Now the Wolverines were learning in the hardest way. Bolden had missed most of the rivalry game because of a questionable targeting penalty. Michigan "fans" on social media were harassing O'Neill, with some suggesting he commit suicide. And this is the fundamental difference between Michigan State's gift-six and Cal's run through the Stanford band or Auburn's return of a missed field goal: There was a single, obvious goat.
Before the snap hit O'Neill's hands, he was one of the best stories on Michigan's team. At a practice last week former Wolverines coach Lloyd Carr asked O'Neill about himself. O'Neill explained his technique and talked about his hometown of Melbourne. O'Neill did not play American football until last season, when the former Aussie Rules player attended Weber State. Perhaps if he grew up in the Michigan thumb or a Pennsylvania steel town or Texarkana, he would have instinctively covered the ball when he dropped it, leaving Michigan State with one last play from the Michigan 40-yard line. Instead, a punter who grew up almost 10,000 miles away will forever be associated with rivals who sit 65 miles apart.

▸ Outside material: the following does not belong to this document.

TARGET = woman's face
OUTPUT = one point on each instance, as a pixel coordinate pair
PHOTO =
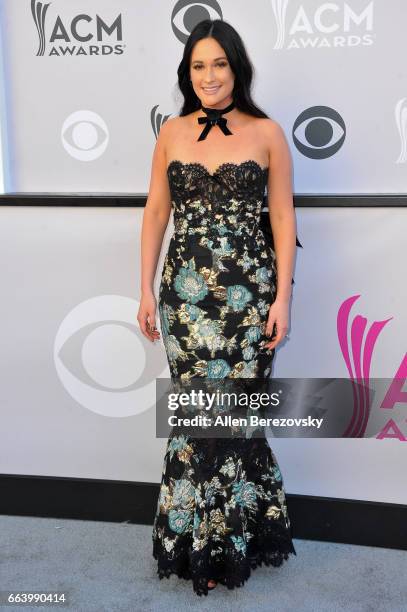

Five years ago Michigan State beat Notre Dame 34–31 in East Lansing on a fake field goal in overtime, a play that Dantonio called Little Giants. The win helped establish Dantonio's program. That night, he had a heart attack.
On Saturday, less than an hour after his team won a crazier game against a bigger rival, Dantonio seemed downright sedate. He is more comfortable with his program and his accomplishments than he was after Little Giants; the Spartans are 31–3 in the last three years. There was a time when he would have bristled at questions about validation, but Saturday he seemed amused by one. "I hope that our football program's been validated now," he said evenly. "We've won 11-games-plus four times. We can play."
A few minutes later Dantonio stood in the visitors' locker room and pondered his new reality. His program no longer needed flukes to beat Michigan. But it got one anyway. And it was unlikely to send him to the hospital that night. "Football is a crazy game," he said. "I try to keep it in context with life in general, as much as anything."
Michigan fans trudged out of the old bowl, stunned. Even the few Michigan State fans seemed muted. A decade ago they would have gleefully celebrated any win over the Wolverines. But their standards have changed.
Five Dean Trailways buses waited to take the Michigan State players and staff back to East Lansing. Watts-Jackson would not get on any of them. He broke his left hip while being tackled on the final play and spent the night at the University of Michigan Medical Center. Dantonio walked through the parking lot carrying a Kentucky Fried Chicken box and a bottle of water. He climbed the steps and sat in the front row of bus number 1.
Above the end zone where Watts-Jackson scored, the corners of the video board were still lit with two small details: 17 seconds on the play clock, 0:00 on the game clock. The big screen was black.
When Dantonio arrived home, Izzo stopped by. Dantonio picked up his iPad and showed Izzo the film of the final play. Two of the finest coaches in their sports marveled at what had transpired. They told each other, "So many things had to happen."
The snap had to be low. O'Neill had to fumble it. He had to try punting instead of covering the ball. The ball had to go sideways, but not out-of-bounds. Watts-Jackson had to pick it up cleanly. Michigan cornerback Wayne Lyons had to put his hand on Michigan State junior Jermaine Edmondson, inadvertently alerting Edmondson to block Lyons. Watts-Jackson had to make it all the way to the end zone. Dantonio had to believe he could build a national power at Michigan State. His players had to believe he was right.